Our research work and its consequences are widely and frequently presented in the national and world-wide media, both as news reports and features in major newspapers, magazines, radio, and TV stations, with several of our PIs having gained a substantial reputation. Members of our group have also published popular science books. We moreover address the public through exhibits as well as documentary films, having worked with the Dundee Science Centre, Mills Observatory Dundee, the American Museum of Natural History, the National Museum of Scotland, the Edinburgh International Science Festival, the Royal Society, the Royal Observatory of Edinburgh, and the Edinburgh College of Art. Upcoming partners include the Goethe Institute and the Zeppelin Museum.

Following the goals to connect people with our research, create opportunities for citizen engagement in science, and making the process of science transparent, our new project `Transparent Observatory' will see the University Observatory opening up to the public and involve a permanent exhibition, Scotland-wide advertising, as well as live observations of transiting exoplanets and young stars.

In collaboration with Qatar Foundation, we will not only contribute to the development of astronomy in the Gulf region, but create a global cultural experience for school classes from different countries.

We have been active in establishing networks involving other academic areas, the health sector, commercial companies, and government agencies.

The study of dust and cloud formation processes in stellar and planetary atmospheres is related to applications of substantial commercial value as well as safety. This includes dust removal from plasma-processing devices, fusion reactor safety, the safety of airports near volcanoes, as well as dust charging on Mars as a hazard for future explorations.

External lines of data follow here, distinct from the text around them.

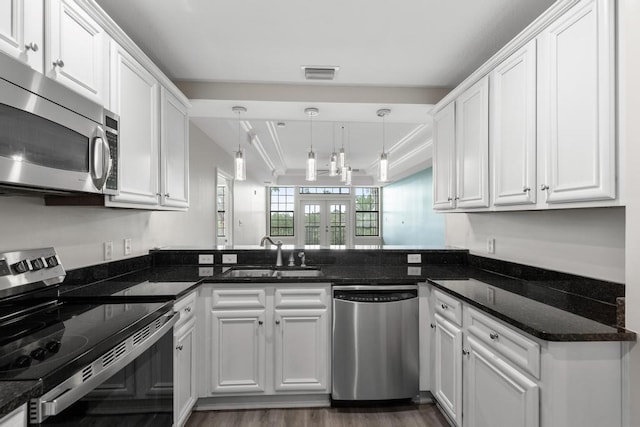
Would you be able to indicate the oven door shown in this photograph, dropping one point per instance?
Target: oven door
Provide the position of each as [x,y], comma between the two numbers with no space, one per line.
[46,146]
[133,390]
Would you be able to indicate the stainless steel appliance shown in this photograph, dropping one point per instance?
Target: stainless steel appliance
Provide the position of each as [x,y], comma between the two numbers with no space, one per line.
[95,361]
[52,139]
[375,342]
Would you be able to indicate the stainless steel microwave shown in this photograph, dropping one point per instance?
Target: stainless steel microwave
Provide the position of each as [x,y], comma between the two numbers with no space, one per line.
[52,139]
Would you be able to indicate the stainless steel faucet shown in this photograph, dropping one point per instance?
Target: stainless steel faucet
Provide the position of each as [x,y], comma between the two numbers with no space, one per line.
[278,252]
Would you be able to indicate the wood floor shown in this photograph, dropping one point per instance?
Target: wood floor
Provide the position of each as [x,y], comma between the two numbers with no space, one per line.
[426,415]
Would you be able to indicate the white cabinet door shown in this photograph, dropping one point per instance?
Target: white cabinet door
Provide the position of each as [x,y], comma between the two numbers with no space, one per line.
[238,351]
[301,340]
[576,109]
[77,48]
[174,151]
[512,128]
[496,394]
[184,373]
[134,96]
[472,146]
[448,368]
[22,30]
[444,184]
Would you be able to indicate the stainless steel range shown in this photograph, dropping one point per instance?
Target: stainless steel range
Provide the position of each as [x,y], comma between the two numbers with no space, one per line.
[73,348]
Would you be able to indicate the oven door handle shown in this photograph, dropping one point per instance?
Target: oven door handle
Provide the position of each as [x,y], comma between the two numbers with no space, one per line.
[74,388]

We established a cooperation with Ninewells Hospital in Dundee on photodynamic therapy for the treatment of skin cancer, using simulations of light propagation through human tissue and fluorescence based on radiation transfer codes.

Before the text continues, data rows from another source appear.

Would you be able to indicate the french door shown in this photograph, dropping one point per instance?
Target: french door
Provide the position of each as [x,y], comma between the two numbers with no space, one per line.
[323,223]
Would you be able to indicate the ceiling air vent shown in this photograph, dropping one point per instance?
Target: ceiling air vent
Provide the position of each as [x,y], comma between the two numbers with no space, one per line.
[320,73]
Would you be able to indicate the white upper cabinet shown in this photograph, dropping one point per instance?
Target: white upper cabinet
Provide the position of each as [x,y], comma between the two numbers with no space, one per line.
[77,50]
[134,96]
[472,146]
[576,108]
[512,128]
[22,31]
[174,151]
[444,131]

Our dynamic real-time scheduling of robotic telescopes acts as a technology driver at the intersection of constraint programming and cloud computing, which are enabling technologies widely applicable in many disciplines in industry and academia such as industrial design, aviation, banking, combinatorial mathematics, as well as the petrochemical and steel industries.

Our local 0.94m James Gregory Telescope, the largest operating optical telescope in the UK, is used to discover space debris in geosynchronous and Molniya orbits, in collaboration with SpaceInsight, a company providing observations and tracking of man-made near-Earth objects, and supported by the UK Space Agency, the European Space Agency, and the Defense Science & Technology Laboratory.